"...Decent surfing value..."
|
There are more things in heaven and earth, Horatio, Than are dreamt of in your philosophy. |
|
Shakespeare. |
this is overlapping bold italic text
Much less is known what to count as HTML.
There's rather vague relationship between HTML (Hypertext Markup Language) as (almost) standartized by Internet Engineering Task Force and whatever is called HTML as it implemented by WEB browsers. To add confusion, there's some levels and revisions(?) of HTML. For example there's HTML-2.0 Level-1, and HTML-3.0. HTML-2.0 supposed to be some sort of the standard most browsers are trying to support.
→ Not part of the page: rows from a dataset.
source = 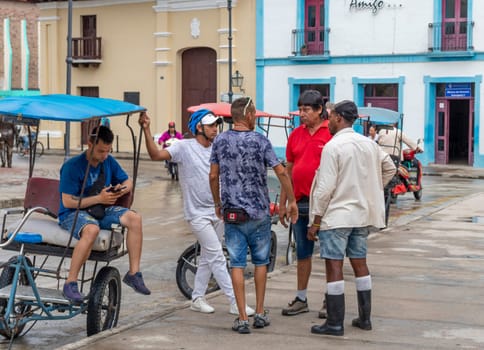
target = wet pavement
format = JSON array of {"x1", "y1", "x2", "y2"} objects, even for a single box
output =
[{"x1": 0, "y1": 152, "x2": 484, "y2": 349}]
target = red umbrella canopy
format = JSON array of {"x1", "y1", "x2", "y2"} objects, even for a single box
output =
[{"x1": 187, "y1": 102, "x2": 283, "y2": 118}]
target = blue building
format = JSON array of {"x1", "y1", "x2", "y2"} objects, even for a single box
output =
[{"x1": 257, "y1": 0, "x2": 483, "y2": 167}]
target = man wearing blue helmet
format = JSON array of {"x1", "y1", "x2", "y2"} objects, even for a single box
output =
[{"x1": 139, "y1": 110, "x2": 254, "y2": 316}]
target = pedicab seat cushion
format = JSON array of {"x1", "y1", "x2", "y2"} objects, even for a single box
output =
[{"x1": 7, "y1": 212, "x2": 123, "y2": 251}]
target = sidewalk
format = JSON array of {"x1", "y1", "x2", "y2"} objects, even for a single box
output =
[{"x1": 60, "y1": 191, "x2": 484, "y2": 350}]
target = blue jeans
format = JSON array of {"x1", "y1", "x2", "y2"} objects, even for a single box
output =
[
  {"x1": 59, "y1": 206, "x2": 129, "y2": 239},
  {"x1": 224, "y1": 216, "x2": 272, "y2": 268},
  {"x1": 293, "y1": 199, "x2": 314, "y2": 260},
  {"x1": 318, "y1": 227, "x2": 370, "y2": 260}
]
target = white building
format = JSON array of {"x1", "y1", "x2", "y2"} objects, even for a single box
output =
[{"x1": 257, "y1": 0, "x2": 483, "y2": 167}]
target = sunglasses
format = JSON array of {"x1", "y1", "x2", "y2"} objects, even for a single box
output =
[{"x1": 243, "y1": 97, "x2": 252, "y2": 116}]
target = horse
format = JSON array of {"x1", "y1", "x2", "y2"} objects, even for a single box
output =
[{"x1": 0, "y1": 119, "x2": 16, "y2": 168}]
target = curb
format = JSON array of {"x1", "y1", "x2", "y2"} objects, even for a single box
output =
[{"x1": 55, "y1": 267, "x2": 288, "y2": 350}]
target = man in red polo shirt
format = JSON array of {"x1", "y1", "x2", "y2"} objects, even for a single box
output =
[{"x1": 279, "y1": 90, "x2": 332, "y2": 318}]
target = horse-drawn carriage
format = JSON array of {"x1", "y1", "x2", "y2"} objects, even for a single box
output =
[{"x1": 0, "y1": 94, "x2": 145, "y2": 348}]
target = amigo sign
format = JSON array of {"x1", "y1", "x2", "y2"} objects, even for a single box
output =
[{"x1": 349, "y1": 0, "x2": 385, "y2": 14}]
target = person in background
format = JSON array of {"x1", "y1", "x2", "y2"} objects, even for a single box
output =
[
  {"x1": 59, "y1": 126, "x2": 150, "y2": 303},
  {"x1": 158, "y1": 121, "x2": 183, "y2": 148},
  {"x1": 279, "y1": 90, "x2": 332, "y2": 319},
  {"x1": 368, "y1": 125, "x2": 379, "y2": 142},
  {"x1": 139, "y1": 109, "x2": 254, "y2": 316},
  {"x1": 307, "y1": 100, "x2": 395, "y2": 336},
  {"x1": 19, "y1": 124, "x2": 37, "y2": 155},
  {"x1": 378, "y1": 122, "x2": 421, "y2": 159},
  {"x1": 209, "y1": 96, "x2": 298, "y2": 334}
]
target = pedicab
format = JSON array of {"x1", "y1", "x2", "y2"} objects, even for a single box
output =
[
  {"x1": 355, "y1": 107, "x2": 424, "y2": 226},
  {"x1": 0, "y1": 94, "x2": 145, "y2": 345}
]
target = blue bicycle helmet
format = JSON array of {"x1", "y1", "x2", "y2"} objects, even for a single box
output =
[{"x1": 188, "y1": 108, "x2": 213, "y2": 135}]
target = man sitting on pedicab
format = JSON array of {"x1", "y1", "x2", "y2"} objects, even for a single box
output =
[{"x1": 58, "y1": 125, "x2": 151, "y2": 303}]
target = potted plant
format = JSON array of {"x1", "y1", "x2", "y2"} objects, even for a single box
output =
[{"x1": 300, "y1": 44, "x2": 308, "y2": 56}]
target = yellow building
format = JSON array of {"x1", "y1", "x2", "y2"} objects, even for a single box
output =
[{"x1": 37, "y1": 0, "x2": 254, "y2": 151}]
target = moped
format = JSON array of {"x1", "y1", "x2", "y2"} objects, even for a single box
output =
[{"x1": 391, "y1": 140, "x2": 424, "y2": 201}]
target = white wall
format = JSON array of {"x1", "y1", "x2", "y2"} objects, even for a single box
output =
[{"x1": 263, "y1": 0, "x2": 297, "y2": 57}]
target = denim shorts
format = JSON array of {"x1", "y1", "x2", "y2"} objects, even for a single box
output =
[
  {"x1": 318, "y1": 227, "x2": 370, "y2": 260},
  {"x1": 292, "y1": 199, "x2": 314, "y2": 260},
  {"x1": 224, "y1": 215, "x2": 272, "y2": 268},
  {"x1": 59, "y1": 206, "x2": 129, "y2": 240}
]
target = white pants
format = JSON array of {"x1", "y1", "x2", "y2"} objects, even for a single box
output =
[{"x1": 189, "y1": 215, "x2": 235, "y2": 304}]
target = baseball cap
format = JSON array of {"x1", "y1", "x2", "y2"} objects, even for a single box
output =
[
  {"x1": 334, "y1": 100, "x2": 359, "y2": 121},
  {"x1": 201, "y1": 113, "x2": 222, "y2": 126},
  {"x1": 298, "y1": 90, "x2": 324, "y2": 106}
]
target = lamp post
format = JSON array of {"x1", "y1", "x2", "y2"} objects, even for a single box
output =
[
  {"x1": 65, "y1": 0, "x2": 73, "y2": 158},
  {"x1": 227, "y1": 0, "x2": 233, "y2": 103}
]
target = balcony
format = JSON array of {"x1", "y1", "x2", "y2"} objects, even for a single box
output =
[
  {"x1": 291, "y1": 28, "x2": 330, "y2": 57},
  {"x1": 71, "y1": 37, "x2": 102, "y2": 67},
  {"x1": 428, "y1": 21, "x2": 474, "y2": 57}
]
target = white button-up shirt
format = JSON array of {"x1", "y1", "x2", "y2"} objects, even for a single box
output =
[{"x1": 309, "y1": 128, "x2": 396, "y2": 230}]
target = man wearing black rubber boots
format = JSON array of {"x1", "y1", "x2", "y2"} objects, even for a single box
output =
[{"x1": 307, "y1": 100, "x2": 395, "y2": 336}]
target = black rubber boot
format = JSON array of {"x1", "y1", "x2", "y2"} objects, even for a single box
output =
[
  {"x1": 352, "y1": 290, "x2": 372, "y2": 330},
  {"x1": 311, "y1": 293, "x2": 345, "y2": 336}
]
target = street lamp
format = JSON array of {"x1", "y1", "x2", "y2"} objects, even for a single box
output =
[
  {"x1": 231, "y1": 70, "x2": 244, "y2": 93},
  {"x1": 227, "y1": 0, "x2": 233, "y2": 103}
]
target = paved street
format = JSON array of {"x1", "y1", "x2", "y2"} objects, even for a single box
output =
[{"x1": 0, "y1": 153, "x2": 484, "y2": 349}]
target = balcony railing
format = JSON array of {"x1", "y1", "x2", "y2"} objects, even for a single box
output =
[
  {"x1": 291, "y1": 28, "x2": 330, "y2": 56},
  {"x1": 428, "y1": 21, "x2": 474, "y2": 52},
  {"x1": 71, "y1": 37, "x2": 102, "y2": 64}
]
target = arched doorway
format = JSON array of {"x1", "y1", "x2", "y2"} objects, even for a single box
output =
[{"x1": 181, "y1": 48, "x2": 217, "y2": 135}]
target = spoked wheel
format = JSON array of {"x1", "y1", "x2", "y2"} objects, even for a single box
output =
[
  {"x1": 169, "y1": 162, "x2": 178, "y2": 181},
  {"x1": 0, "y1": 256, "x2": 33, "y2": 339},
  {"x1": 34, "y1": 141, "x2": 44, "y2": 158},
  {"x1": 413, "y1": 188, "x2": 422, "y2": 200},
  {"x1": 267, "y1": 230, "x2": 278, "y2": 272},
  {"x1": 285, "y1": 223, "x2": 296, "y2": 265},
  {"x1": 176, "y1": 243, "x2": 220, "y2": 299},
  {"x1": 384, "y1": 188, "x2": 392, "y2": 227},
  {"x1": 86, "y1": 266, "x2": 121, "y2": 337}
]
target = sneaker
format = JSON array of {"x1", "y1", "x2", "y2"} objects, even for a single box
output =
[
  {"x1": 63, "y1": 281, "x2": 85, "y2": 304},
  {"x1": 229, "y1": 303, "x2": 256, "y2": 316},
  {"x1": 281, "y1": 297, "x2": 309, "y2": 316},
  {"x1": 190, "y1": 297, "x2": 215, "y2": 313},
  {"x1": 253, "y1": 311, "x2": 271, "y2": 328},
  {"x1": 123, "y1": 271, "x2": 151, "y2": 295},
  {"x1": 318, "y1": 299, "x2": 327, "y2": 319},
  {"x1": 232, "y1": 318, "x2": 251, "y2": 334}
]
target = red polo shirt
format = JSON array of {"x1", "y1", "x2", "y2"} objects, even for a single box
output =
[{"x1": 286, "y1": 120, "x2": 332, "y2": 201}]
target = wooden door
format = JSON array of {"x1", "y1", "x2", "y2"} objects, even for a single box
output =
[
  {"x1": 82, "y1": 15, "x2": 97, "y2": 58},
  {"x1": 80, "y1": 87, "x2": 99, "y2": 144},
  {"x1": 181, "y1": 48, "x2": 217, "y2": 135},
  {"x1": 435, "y1": 98, "x2": 449, "y2": 164},
  {"x1": 468, "y1": 99, "x2": 474, "y2": 165},
  {"x1": 442, "y1": 0, "x2": 467, "y2": 50},
  {"x1": 305, "y1": 0, "x2": 324, "y2": 55}
]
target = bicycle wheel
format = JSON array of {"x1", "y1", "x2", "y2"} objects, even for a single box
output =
[
  {"x1": 175, "y1": 243, "x2": 220, "y2": 299},
  {"x1": 0, "y1": 256, "x2": 33, "y2": 339},
  {"x1": 34, "y1": 141, "x2": 44, "y2": 158},
  {"x1": 86, "y1": 266, "x2": 121, "y2": 337},
  {"x1": 285, "y1": 223, "x2": 296, "y2": 265},
  {"x1": 267, "y1": 230, "x2": 278, "y2": 272}
]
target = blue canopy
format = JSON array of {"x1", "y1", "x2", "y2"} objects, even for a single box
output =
[
  {"x1": 0, "y1": 94, "x2": 145, "y2": 122},
  {"x1": 357, "y1": 107, "x2": 401, "y2": 124}
]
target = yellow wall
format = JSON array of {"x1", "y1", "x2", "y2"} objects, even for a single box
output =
[{"x1": 37, "y1": 0, "x2": 255, "y2": 152}]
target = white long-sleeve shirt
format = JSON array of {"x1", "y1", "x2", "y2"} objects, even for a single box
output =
[
  {"x1": 378, "y1": 127, "x2": 418, "y2": 159},
  {"x1": 309, "y1": 128, "x2": 396, "y2": 230}
]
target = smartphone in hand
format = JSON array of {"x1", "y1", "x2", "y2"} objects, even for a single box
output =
[{"x1": 107, "y1": 186, "x2": 127, "y2": 193}]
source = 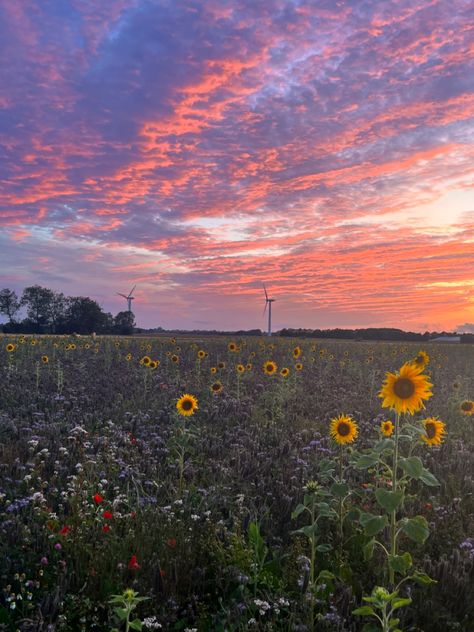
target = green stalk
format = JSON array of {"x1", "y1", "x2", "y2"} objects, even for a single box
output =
[{"x1": 389, "y1": 413, "x2": 400, "y2": 586}]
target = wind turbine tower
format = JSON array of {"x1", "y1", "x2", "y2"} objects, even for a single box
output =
[
  {"x1": 263, "y1": 284, "x2": 276, "y2": 336},
  {"x1": 117, "y1": 285, "x2": 136, "y2": 313}
]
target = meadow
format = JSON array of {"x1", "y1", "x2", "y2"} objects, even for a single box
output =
[{"x1": 0, "y1": 335, "x2": 473, "y2": 632}]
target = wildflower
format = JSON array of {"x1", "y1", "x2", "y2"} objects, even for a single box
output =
[
  {"x1": 40, "y1": 557, "x2": 48, "y2": 566},
  {"x1": 166, "y1": 538, "x2": 177, "y2": 547},
  {"x1": 330, "y1": 414, "x2": 358, "y2": 445},
  {"x1": 93, "y1": 493, "x2": 104, "y2": 504},
  {"x1": 295, "y1": 362, "x2": 303, "y2": 371},
  {"x1": 228, "y1": 342, "x2": 238, "y2": 352},
  {"x1": 103, "y1": 510, "x2": 113, "y2": 520},
  {"x1": 197, "y1": 349, "x2": 206, "y2": 359},
  {"x1": 412, "y1": 350, "x2": 430, "y2": 367},
  {"x1": 59, "y1": 525, "x2": 71, "y2": 536},
  {"x1": 41, "y1": 355, "x2": 49, "y2": 364},
  {"x1": 236, "y1": 363, "x2": 245, "y2": 374},
  {"x1": 128, "y1": 555, "x2": 140, "y2": 570},
  {"x1": 176, "y1": 394, "x2": 198, "y2": 416},
  {"x1": 421, "y1": 417, "x2": 446, "y2": 446},
  {"x1": 103, "y1": 524, "x2": 111, "y2": 533},
  {"x1": 379, "y1": 362, "x2": 433, "y2": 415},
  {"x1": 171, "y1": 354, "x2": 179, "y2": 363}
]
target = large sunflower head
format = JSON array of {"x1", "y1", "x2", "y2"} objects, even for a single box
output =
[
  {"x1": 293, "y1": 346, "x2": 302, "y2": 359},
  {"x1": 263, "y1": 360, "x2": 277, "y2": 375},
  {"x1": 460, "y1": 400, "x2": 474, "y2": 415},
  {"x1": 380, "y1": 420, "x2": 394, "y2": 437},
  {"x1": 421, "y1": 417, "x2": 446, "y2": 446},
  {"x1": 176, "y1": 394, "x2": 199, "y2": 416},
  {"x1": 171, "y1": 354, "x2": 179, "y2": 363},
  {"x1": 330, "y1": 414, "x2": 358, "y2": 445},
  {"x1": 379, "y1": 362, "x2": 433, "y2": 415},
  {"x1": 210, "y1": 381, "x2": 223, "y2": 394}
]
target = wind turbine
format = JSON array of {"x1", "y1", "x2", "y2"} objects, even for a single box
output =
[
  {"x1": 263, "y1": 284, "x2": 275, "y2": 336},
  {"x1": 117, "y1": 285, "x2": 136, "y2": 313}
]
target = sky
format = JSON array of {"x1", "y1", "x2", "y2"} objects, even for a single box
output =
[{"x1": 0, "y1": 0, "x2": 473, "y2": 332}]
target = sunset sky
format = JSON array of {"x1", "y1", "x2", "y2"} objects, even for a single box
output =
[{"x1": 1, "y1": 0, "x2": 473, "y2": 331}]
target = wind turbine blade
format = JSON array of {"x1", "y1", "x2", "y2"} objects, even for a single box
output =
[
  {"x1": 129, "y1": 285, "x2": 136, "y2": 296},
  {"x1": 263, "y1": 283, "x2": 268, "y2": 300},
  {"x1": 263, "y1": 300, "x2": 268, "y2": 316},
  {"x1": 117, "y1": 293, "x2": 128, "y2": 298}
]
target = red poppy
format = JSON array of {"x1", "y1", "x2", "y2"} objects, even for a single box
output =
[
  {"x1": 103, "y1": 510, "x2": 113, "y2": 520},
  {"x1": 102, "y1": 524, "x2": 111, "y2": 533},
  {"x1": 128, "y1": 555, "x2": 140, "y2": 570},
  {"x1": 128, "y1": 433, "x2": 137, "y2": 445},
  {"x1": 59, "y1": 525, "x2": 71, "y2": 536},
  {"x1": 166, "y1": 538, "x2": 177, "y2": 548},
  {"x1": 93, "y1": 493, "x2": 103, "y2": 504},
  {"x1": 425, "y1": 502, "x2": 433, "y2": 510}
]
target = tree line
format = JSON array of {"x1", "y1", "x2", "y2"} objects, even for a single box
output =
[{"x1": 0, "y1": 286, "x2": 135, "y2": 335}]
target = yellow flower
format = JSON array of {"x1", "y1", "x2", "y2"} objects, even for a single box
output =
[
  {"x1": 228, "y1": 342, "x2": 238, "y2": 352},
  {"x1": 379, "y1": 362, "x2": 433, "y2": 415},
  {"x1": 171, "y1": 354, "x2": 179, "y2": 363},
  {"x1": 293, "y1": 346, "x2": 302, "y2": 359},
  {"x1": 380, "y1": 420, "x2": 394, "y2": 437},
  {"x1": 141, "y1": 355, "x2": 151, "y2": 366},
  {"x1": 210, "y1": 381, "x2": 223, "y2": 394},
  {"x1": 246, "y1": 363, "x2": 253, "y2": 371},
  {"x1": 210, "y1": 367, "x2": 217, "y2": 374},
  {"x1": 41, "y1": 355, "x2": 49, "y2": 364},
  {"x1": 236, "y1": 364, "x2": 245, "y2": 374},
  {"x1": 412, "y1": 350, "x2": 430, "y2": 368},
  {"x1": 125, "y1": 353, "x2": 132, "y2": 361},
  {"x1": 197, "y1": 350, "x2": 206, "y2": 359},
  {"x1": 218, "y1": 361, "x2": 226, "y2": 369},
  {"x1": 460, "y1": 400, "x2": 474, "y2": 415},
  {"x1": 176, "y1": 394, "x2": 199, "y2": 416},
  {"x1": 263, "y1": 360, "x2": 277, "y2": 375},
  {"x1": 295, "y1": 362, "x2": 303, "y2": 371},
  {"x1": 330, "y1": 414, "x2": 358, "y2": 445},
  {"x1": 6, "y1": 343, "x2": 15, "y2": 352},
  {"x1": 421, "y1": 417, "x2": 446, "y2": 446},
  {"x1": 280, "y1": 367, "x2": 290, "y2": 377}
]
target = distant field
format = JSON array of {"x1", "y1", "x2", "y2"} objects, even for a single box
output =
[{"x1": 1, "y1": 335, "x2": 473, "y2": 631}]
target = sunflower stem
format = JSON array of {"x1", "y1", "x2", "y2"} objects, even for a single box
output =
[
  {"x1": 389, "y1": 413, "x2": 400, "y2": 586},
  {"x1": 338, "y1": 444, "x2": 344, "y2": 565}
]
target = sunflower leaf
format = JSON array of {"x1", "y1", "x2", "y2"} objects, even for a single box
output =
[
  {"x1": 353, "y1": 606, "x2": 376, "y2": 616},
  {"x1": 391, "y1": 598, "x2": 412, "y2": 611},
  {"x1": 375, "y1": 489, "x2": 404, "y2": 512},
  {"x1": 355, "y1": 453, "x2": 380, "y2": 469},
  {"x1": 373, "y1": 438, "x2": 395, "y2": 453},
  {"x1": 399, "y1": 457, "x2": 423, "y2": 479},
  {"x1": 360, "y1": 512, "x2": 388, "y2": 536},
  {"x1": 363, "y1": 538, "x2": 375, "y2": 561},
  {"x1": 330, "y1": 482, "x2": 349, "y2": 498},
  {"x1": 418, "y1": 468, "x2": 439, "y2": 486},
  {"x1": 411, "y1": 571, "x2": 437, "y2": 585},
  {"x1": 401, "y1": 516, "x2": 429, "y2": 543},
  {"x1": 388, "y1": 552, "x2": 412, "y2": 574}
]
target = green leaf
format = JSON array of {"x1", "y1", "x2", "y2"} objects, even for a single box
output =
[
  {"x1": 316, "y1": 543, "x2": 332, "y2": 553},
  {"x1": 401, "y1": 516, "x2": 429, "y2": 544},
  {"x1": 391, "y1": 598, "x2": 412, "y2": 611},
  {"x1": 360, "y1": 512, "x2": 388, "y2": 537},
  {"x1": 292, "y1": 524, "x2": 318, "y2": 538},
  {"x1": 291, "y1": 503, "x2": 307, "y2": 519},
  {"x1": 316, "y1": 570, "x2": 335, "y2": 583},
  {"x1": 419, "y1": 468, "x2": 439, "y2": 486},
  {"x1": 363, "y1": 538, "x2": 375, "y2": 561},
  {"x1": 129, "y1": 619, "x2": 143, "y2": 631},
  {"x1": 355, "y1": 453, "x2": 380, "y2": 469},
  {"x1": 353, "y1": 606, "x2": 376, "y2": 616},
  {"x1": 115, "y1": 608, "x2": 129, "y2": 620},
  {"x1": 411, "y1": 571, "x2": 437, "y2": 586},
  {"x1": 388, "y1": 619, "x2": 400, "y2": 628},
  {"x1": 373, "y1": 438, "x2": 395, "y2": 453},
  {"x1": 375, "y1": 489, "x2": 404, "y2": 513},
  {"x1": 388, "y1": 552, "x2": 412, "y2": 574},
  {"x1": 399, "y1": 457, "x2": 423, "y2": 479},
  {"x1": 331, "y1": 482, "x2": 349, "y2": 498}
]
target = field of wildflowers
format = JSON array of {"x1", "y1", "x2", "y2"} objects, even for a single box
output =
[{"x1": 0, "y1": 335, "x2": 473, "y2": 631}]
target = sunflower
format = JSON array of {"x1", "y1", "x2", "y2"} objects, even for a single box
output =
[
  {"x1": 380, "y1": 420, "x2": 394, "y2": 437},
  {"x1": 210, "y1": 381, "x2": 223, "y2": 394},
  {"x1": 125, "y1": 353, "x2": 132, "y2": 361},
  {"x1": 412, "y1": 350, "x2": 430, "y2": 368},
  {"x1": 421, "y1": 417, "x2": 446, "y2": 446},
  {"x1": 330, "y1": 414, "x2": 358, "y2": 445},
  {"x1": 293, "y1": 346, "x2": 302, "y2": 359},
  {"x1": 280, "y1": 367, "x2": 290, "y2": 377},
  {"x1": 460, "y1": 400, "x2": 474, "y2": 415},
  {"x1": 228, "y1": 342, "x2": 238, "y2": 352},
  {"x1": 141, "y1": 355, "x2": 151, "y2": 366},
  {"x1": 379, "y1": 362, "x2": 433, "y2": 415},
  {"x1": 246, "y1": 363, "x2": 253, "y2": 371},
  {"x1": 236, "y1": 364, "x2": 245, "y2": 374},
  {"x1": 84, "y1": 343, "x2": 91, "y2": 349},
  {"x1": 31, "y1": 339, "x2": 38, "y2": 346},
  {"x1": 41, "y1": 355, "x2": 49, "y2": 364},
  {"x1": 218, "y1": 361, "x2": 226, "y2": 369},
  {"x1": 295, "y1": 362, "x2": 303, "y2": 371},
  {"x1": 6, "y1": 343, "x2": 15, "y2": 352},
  {"x1": 171, "y1": 354, "x2": 179, "y2": 363},
  {"x1": 263, "y1": 360, "x2": 277, "y2": 375},
  {"x1": 210, "y1": 367, "x2": 217, "y2": 374},
  {"x1": 176, "y1": 394, "x2": 199, "y2": 416},
  {"x1": 197, "y1": 350, "x2": 206, "y2": 359}
]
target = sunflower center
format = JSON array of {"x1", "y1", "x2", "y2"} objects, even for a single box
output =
[
  {"x1": 393, "y1": 377, "x2": 415, "y2": 399},
  {"x1": 425, "y1": 423, "x2": 436, "y2": 439},
  {"x1": 337, "y1": 422, "x2": 351, "y2": 436},
  {"x1": 181, "y1": 399, "x2": 193, "y2": 411},
  {"x1": 461, "y1": 401, "x2": 472, "y2": 411}
]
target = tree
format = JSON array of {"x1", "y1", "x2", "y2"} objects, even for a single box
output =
[
  {"x1": 64, "y1": 297, "x2": 109, "y2": 334},
  {"x1": 114, "y1": 311, "x2": 136, "y2": 335},
  {"x1": 0, "y1": 289, "x2": 21, "y2": 324},
  {"x1": 21, "y1": 285, "x2": 55, "y2": 332},
  {"x1": 48, "y1": 292, "x2": 67, "y2": 333}
]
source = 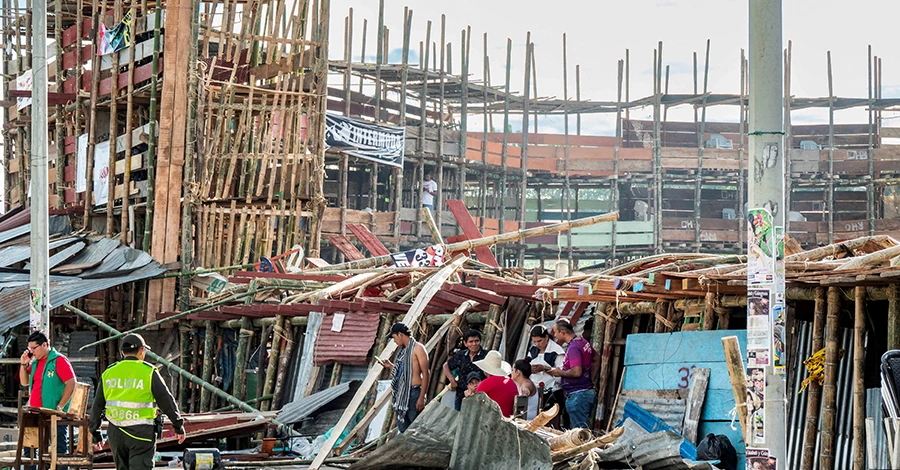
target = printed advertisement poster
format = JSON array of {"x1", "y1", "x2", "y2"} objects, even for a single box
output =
[
  {"x1": 746, "y1": 448, "x2": 775, "y2": 470},
  {"x1": 748, "y1": 208, "x2": 775, "y2": 285},
  {"x1": 391, "y1": 245, "x2": 445, "y2": 268},
  {"x1": 747, "y1": 368, "x2": 766, "y2": 444}
]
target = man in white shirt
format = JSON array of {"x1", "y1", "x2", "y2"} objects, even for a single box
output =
[{"x1": 422, "y1": 173, "x2": 438, "y2": 210}]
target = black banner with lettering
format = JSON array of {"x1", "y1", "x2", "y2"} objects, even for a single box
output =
[{"x1": 324, "y1": 113, "x2": 405, "y2": 167}]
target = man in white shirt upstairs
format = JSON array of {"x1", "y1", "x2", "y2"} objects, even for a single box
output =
[{"x1": 422, "y1": 173, "x2": 438, "y2": 210}]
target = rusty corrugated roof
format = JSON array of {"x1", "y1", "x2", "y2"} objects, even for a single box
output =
[{"x1": 314, "y1": 312, "x2": 379, "y2": 366}]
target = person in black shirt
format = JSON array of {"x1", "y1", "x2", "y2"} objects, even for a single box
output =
[{"x1": 443, "y1": 329, "x2": 487, "y2": 410}]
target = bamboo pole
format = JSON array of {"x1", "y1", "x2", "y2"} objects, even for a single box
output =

To make things really obfuscated, should be noted that HTML is a markup language. Markup means that it will mark different elements of your document, but how this document will be seen by WEB wandering individuals is on total behalf of miscellaneous WEB browsers running on a multitude of variuos operating systems.
What's interesting, some of the browsers are rushing to support yet-to-be-defined HTML-3.0, by the way ignoring some basic features of the (almost) standard HTML-2.0. Looks like HTML profanation is getting really profound.
Sudden paroxysm of critical paranoia stroke me and I wrote this page.
Tags are the base of HTML. Tags is what differentiates HTML from simple dull dumb boring plain vanilla ASCII text. Sometimes it may seems HTML is just loose collection of various tags. Unfortuantely, HTML is also a language -- in it's own right. Language -- it what is last letter in the HTML stands for. But story so far will be about tags.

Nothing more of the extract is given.